Grasslands across the globe, which support the majority of the world’s grazing animals, have been transitioning to shrublands in a process that scientists call “woody plant encroachment.”
Managed grazing of drylands is the most extensive form of land use on the planet, which has led to widespread efforts to reverse this trend and restore grass cover due to the belief that it results in less water entering streams and groundwater aquifers.
A new study led by Adam Schreiner-McGraw, a postdoctoral hydrology researcher at the University of California, Riverside, modeled shrub encroachment on a sloping landscape and reached a startling conclusion: Shrub encroachment on slopes can increase the amount of water that goes into groundwater storage. The effect of shrubs is so powerful that it even counterbalances the lower annual rainfall amounts expected during climate change.

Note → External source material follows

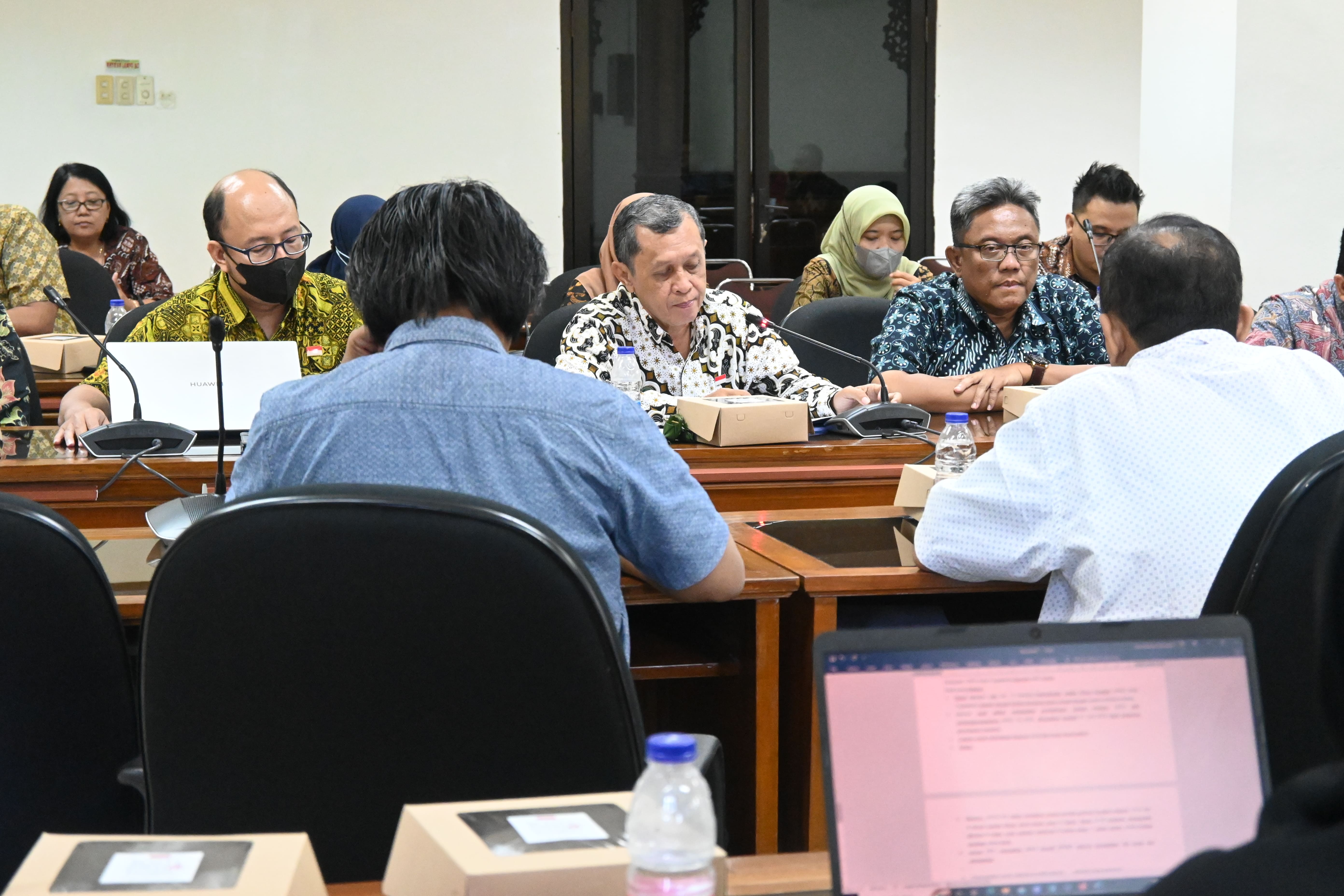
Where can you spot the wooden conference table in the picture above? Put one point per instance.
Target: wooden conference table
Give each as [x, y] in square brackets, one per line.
[824, 472]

Until now, researchers have thought that woody plants like trees and shrubs have deeper roots than grass. This belief stemmed from scientists performing their related studies on flat ground.

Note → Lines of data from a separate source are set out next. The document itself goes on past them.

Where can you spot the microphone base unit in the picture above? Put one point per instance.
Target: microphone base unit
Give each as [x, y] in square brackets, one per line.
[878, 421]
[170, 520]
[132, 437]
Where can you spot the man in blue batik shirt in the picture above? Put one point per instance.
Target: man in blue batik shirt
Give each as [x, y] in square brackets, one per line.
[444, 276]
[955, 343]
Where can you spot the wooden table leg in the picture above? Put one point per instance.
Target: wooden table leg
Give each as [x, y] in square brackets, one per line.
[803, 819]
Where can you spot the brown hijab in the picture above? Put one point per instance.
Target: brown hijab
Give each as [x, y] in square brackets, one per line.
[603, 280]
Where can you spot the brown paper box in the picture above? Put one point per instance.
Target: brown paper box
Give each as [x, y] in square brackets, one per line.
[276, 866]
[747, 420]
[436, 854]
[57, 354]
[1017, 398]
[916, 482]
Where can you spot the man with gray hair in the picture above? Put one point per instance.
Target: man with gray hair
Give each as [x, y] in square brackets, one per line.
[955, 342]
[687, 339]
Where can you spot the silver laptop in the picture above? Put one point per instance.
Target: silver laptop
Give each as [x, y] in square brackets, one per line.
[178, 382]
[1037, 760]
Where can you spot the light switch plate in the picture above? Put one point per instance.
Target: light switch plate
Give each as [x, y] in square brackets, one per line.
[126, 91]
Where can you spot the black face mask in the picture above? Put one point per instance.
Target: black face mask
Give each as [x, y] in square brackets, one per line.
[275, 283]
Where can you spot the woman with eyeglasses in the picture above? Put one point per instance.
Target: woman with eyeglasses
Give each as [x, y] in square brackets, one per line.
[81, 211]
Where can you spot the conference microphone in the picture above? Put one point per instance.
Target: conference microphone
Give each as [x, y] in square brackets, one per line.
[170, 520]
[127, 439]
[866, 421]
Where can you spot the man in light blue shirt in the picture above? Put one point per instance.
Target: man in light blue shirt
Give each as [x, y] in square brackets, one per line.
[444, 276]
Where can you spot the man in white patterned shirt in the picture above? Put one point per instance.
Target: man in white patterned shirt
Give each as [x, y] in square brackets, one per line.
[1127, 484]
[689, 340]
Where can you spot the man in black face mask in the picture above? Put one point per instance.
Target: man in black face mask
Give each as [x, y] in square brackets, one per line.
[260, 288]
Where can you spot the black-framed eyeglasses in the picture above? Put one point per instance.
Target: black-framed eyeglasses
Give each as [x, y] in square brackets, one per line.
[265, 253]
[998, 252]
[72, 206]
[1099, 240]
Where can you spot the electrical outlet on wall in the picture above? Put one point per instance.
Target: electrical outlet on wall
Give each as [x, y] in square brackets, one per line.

“It is striking that ecosystem composition is what controls projected future changes to groundwater recharge,” Schreiner-McGraw said. “This does not mean that climate change is not important, but that vegetation change is potentially more important and something that scientists and land managers should focus more effort on understanding.”
Co-author Hoori Ajami, an assistant professor of groundwater hydrology at UC Riverside, said the paper looks at the combined effects of climate and vegetation change on groundwater-recharge processes in arid environments.
“Most studies to date have looked at these changes in isolation,” Ajami said. “Here we illustrate that the combined effects of vegetation change and climate change could be greater or less than the sum of its parts.”
The intrusion of shrubs into grasslands is often considered a problem because it reduces the amount of forage available for livestock grazing and can lead to more bare ground patches and subsequent increase in soil erosion. This process of creating more bare ground is called “xerification.” Climate change contributes to xerification, but fire suppression and overgrazing play the biggest roles.
It makes sense that shrubs, which have deep root systems along with thick stems and many leaves, capture more water than grass does as it percolates down through the soil, leaving less available water to replenish the underground aquifers. Research on “diffuse recharge,” the process by which water replenishes groundwater supplies over a large area, seems to bear this out for flat landscapes. Xerification of grasslands has thus been viewed as bad for both livestock and the water cycle.
“We approached this research with a simple premise that topography plays a role in redistributing available water, and this should affect the outcomes of xerification,” said co-author Enrique R. Vivoni, a professor at Arizona State University.
The group looked at focused recharge, which occurs when hillslopes funnel water into concentrated areas, such as streambeds. Streambeds often have sandy bottoms, which allow water to quickly infiltrate and prevent the deep-rooted shrubs from sucking it up.
Data from a highly monitored desert mountain slope in New Mexico was used to simulate the effects of woody plant encroachment and climate change on water resources. The team discovered that not only did the shrubs increase focused groundwater recharge, but that they did so even under conditions where climate change reduced the amount of rainfall.
They also modeled a more extensive form of shrub encroachment called thicketization, in which plants grow in dense stands with no bare patches, and found, as in prior flat landscape research, the shrubs reduced the amount of groundwater recharge on slopes as well.
On hillslopes, bare soil in between patches of shrubs is necessary to drive water into streambeds. Increased runoff increases focused groundwater recharge.
“We were surprised to find that a transition from grassland to shrubland can increase sustainability of groundwater aquifers,” said Schreiner-McGraw. “The best way to increase focused recharge in this system is to increase the amount of runoff from hillslopes that gets concentrated in the streambeds.”
Climate change will most likely increase groundwater recharge by making rainstorms larger, but less frequent. Larger storms increase the amount of runoff that reaches sandy-bottom channels and increases groundwater recharge. Findings from this study suggest vegetation will also play an important part in groundwater recharge in the future.
Though the study took place in New Mexico, Schreiner-McGraw said it applies to similar environments. Large parts of California are also desert savannahs. Southern California and the Central Valley have landforms similar to those found in the New Mexico study site. These areas could experience similar hydrological processes, though atmospheric rivers create storms very different from monsoon storms, so more research is required.
“The study highlights the role of long-term monitoring in understanding water balance dynamics of watersheds, and the role that process-based modeling plays in understanding system dynamics,” Ajami said.